Mike Signer, the mayor of Charlottesville, said Sunday that he sees a “direct line” between President Donald Trump’s campaign playing “on our worst prejudices” and the white supremacist rally that turned fatal in his Virginia town on Saturday.
“I don’t want to make this too much about Donald Trump,” Signer told John Dickerson on CBS’s “Face the Nation.” “We have a lot of grieving, a lot of work to do as a city and as a country. But he should look in the mirror. I mean, he made a choice in his presidential campaign, the folks around with him, to, you know, go right to the gutter, to play on our worst prejudices.”
“And I think you are seeing a direct line from what happened here this weekend to those choices,” Signer, a Democrat, continued. “He has the opportunity, as do we all, to have a fresh beginning.”
He sounded a similar note on to CNN’s Jake Tapper on Sunday on “State of the Union,” saying, “Look at the campaign he ran. I mean, look at the intentional courting, both on the one hand of all these white supremacists, white nationalists, a group like that, anti-Semitic groups, and then look on the other hand the repeated failure to step up, condemn, denounce, silence, you know, put to bed all those different efforts, just like we saw yesterday.”
“I mean, this is not hard,” he added. “There’s — you know, there’s two words that need to be said over and over again, domestic terrorism and white supremacy. That is exactly what we saw on display this weekend. And we just aren’t seeing leadership from the White House.”
When he was running for president, Trump was slow to disavow the support of white supremacists like former Ku Klux Klan leader David Duke.
The rally on Saturday was a gathering of white supremacists (including Duke), neo-Nazis and other extremists, and a woman died and more than a dozen others were injured when a car plowed into a crowd of counter-protesters.
Some of the white supremacists leading the rally proclaimed their support for Trump, whose response to the violence has been widely panned. He made a statement condemning hate “on many sides” on Saturday but failed to call out white supremacists specifically to the alarm and bewilderment of Democrats, as well as many Republicans, who described the car attack as domestic terrorism.

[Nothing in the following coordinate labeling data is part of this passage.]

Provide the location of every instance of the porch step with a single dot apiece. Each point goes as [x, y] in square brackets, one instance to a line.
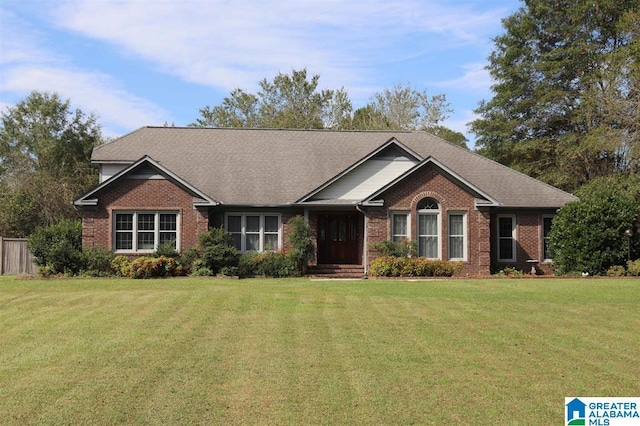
[336, 271]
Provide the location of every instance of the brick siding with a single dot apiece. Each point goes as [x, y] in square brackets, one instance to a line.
[451, 197]
[142, 195]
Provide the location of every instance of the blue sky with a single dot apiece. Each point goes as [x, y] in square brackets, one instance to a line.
[147, 62]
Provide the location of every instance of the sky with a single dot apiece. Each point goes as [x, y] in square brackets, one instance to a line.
[150, 62]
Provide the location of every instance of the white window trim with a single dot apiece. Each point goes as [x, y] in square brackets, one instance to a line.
[243, 227]
[513, 237]
[436, 213]
[407, 215]
[156, 231]
[542, 253]
[465, 233]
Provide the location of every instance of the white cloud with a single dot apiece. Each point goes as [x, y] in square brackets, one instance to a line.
[27, 65]
[235, 44]
[93, 92]
[475, 77]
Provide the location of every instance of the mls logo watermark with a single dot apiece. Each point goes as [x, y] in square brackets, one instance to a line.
[593, 411]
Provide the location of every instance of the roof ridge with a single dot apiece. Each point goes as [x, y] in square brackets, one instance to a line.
[281, 129]
[520, 173]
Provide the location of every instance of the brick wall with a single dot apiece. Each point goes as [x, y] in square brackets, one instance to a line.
[429, 182]
[529, 244]
[141, 195]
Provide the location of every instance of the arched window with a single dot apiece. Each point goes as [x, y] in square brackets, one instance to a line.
[429, 228]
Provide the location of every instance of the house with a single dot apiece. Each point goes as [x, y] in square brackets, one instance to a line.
[162, 184]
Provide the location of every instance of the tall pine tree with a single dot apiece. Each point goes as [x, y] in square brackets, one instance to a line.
[566, 92]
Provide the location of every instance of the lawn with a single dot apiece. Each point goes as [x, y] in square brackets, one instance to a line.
[259, 351]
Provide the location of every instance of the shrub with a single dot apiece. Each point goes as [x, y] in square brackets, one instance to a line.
[153, 267]
[217, 251]
[269, 264]
[121, 265]
[616, 271]
[588, 235]
[167, 249]
[390, 266]
[509, 271]
[390, 248]
[300, 240]
[633, 268]
[58, 246]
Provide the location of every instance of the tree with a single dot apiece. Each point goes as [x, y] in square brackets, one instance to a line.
[45, 150]
[565, 104]
[589, 235]
[289, 101]
[402, 108]
[449, 135]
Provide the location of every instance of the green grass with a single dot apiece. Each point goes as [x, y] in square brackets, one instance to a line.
[207, 351]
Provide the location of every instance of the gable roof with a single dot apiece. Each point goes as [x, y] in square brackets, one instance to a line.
[482, 198]
[200, 198]
[272, 167]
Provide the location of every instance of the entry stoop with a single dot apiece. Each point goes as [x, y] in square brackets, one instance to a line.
[336, 271]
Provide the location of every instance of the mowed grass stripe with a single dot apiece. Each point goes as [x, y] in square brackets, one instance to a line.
[296, 351]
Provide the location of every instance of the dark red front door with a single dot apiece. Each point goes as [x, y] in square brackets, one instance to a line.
[338, 236]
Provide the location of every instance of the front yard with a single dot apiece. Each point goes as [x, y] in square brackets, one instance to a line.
[259, 351]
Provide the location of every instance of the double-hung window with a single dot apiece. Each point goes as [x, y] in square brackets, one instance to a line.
[144, 231]
[507, 238]
[546, 230]
[400, 226]
[429, 228]
[457, 236]
[254, 232]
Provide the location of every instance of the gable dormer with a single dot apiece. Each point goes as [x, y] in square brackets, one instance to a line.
[367, 176]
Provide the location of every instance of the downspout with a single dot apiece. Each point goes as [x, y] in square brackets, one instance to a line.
[365, 248]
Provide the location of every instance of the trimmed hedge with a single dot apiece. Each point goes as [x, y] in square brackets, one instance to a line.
[146, 267]
[269, 264]
[391, 266]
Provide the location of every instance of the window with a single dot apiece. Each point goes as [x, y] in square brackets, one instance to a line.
[546, 230]
[144, 231]
[507, 238]
[429, 228]
[254, 232]
[400, 226]
[457, 236]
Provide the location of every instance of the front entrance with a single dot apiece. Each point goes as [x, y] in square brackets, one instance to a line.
[338, 239]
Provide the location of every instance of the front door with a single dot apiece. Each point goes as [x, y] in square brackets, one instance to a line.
[338, 236]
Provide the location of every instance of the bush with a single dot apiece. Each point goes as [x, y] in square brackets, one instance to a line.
[121, 265]
[616, 271]
[633, 268]
[59, 246]
[167, 249]
[153, 267]
[509, 271]
[300, 240]
[217, 251]
[588, 235]
[268, 264]
[390, 266]
[390, 248]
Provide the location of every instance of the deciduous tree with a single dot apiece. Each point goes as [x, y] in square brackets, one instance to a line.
[565, 104]
[289, 101]
[45, 150]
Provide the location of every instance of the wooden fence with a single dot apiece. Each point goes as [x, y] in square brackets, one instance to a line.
[15, 257]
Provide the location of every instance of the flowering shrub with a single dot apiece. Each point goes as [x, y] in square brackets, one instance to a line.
[391, 266]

Signer noted that omission. “What I did not hear in the president’s statement yesterday, as well-intentioned as it may have been, is I didn’t hear the words ‘white supremacy,’” he told Dickerson. “And I think that it’s important to call this for what it is and to say, OK, this show has run its course, this shark has been jumped, let’s move on.”
The White House issued a statement on Sunday following the uproar clarifying that Trump does indeed condemn “white supremacists, KKK, neo-Nazis and all extremist groups.”
Virginia Gov. Terry McAuliffe, a Democrat, told NBC News on Sunday that the man suspected of driving the car into the crowd at the rally “is a terrorist, and he used his car as a weapon.”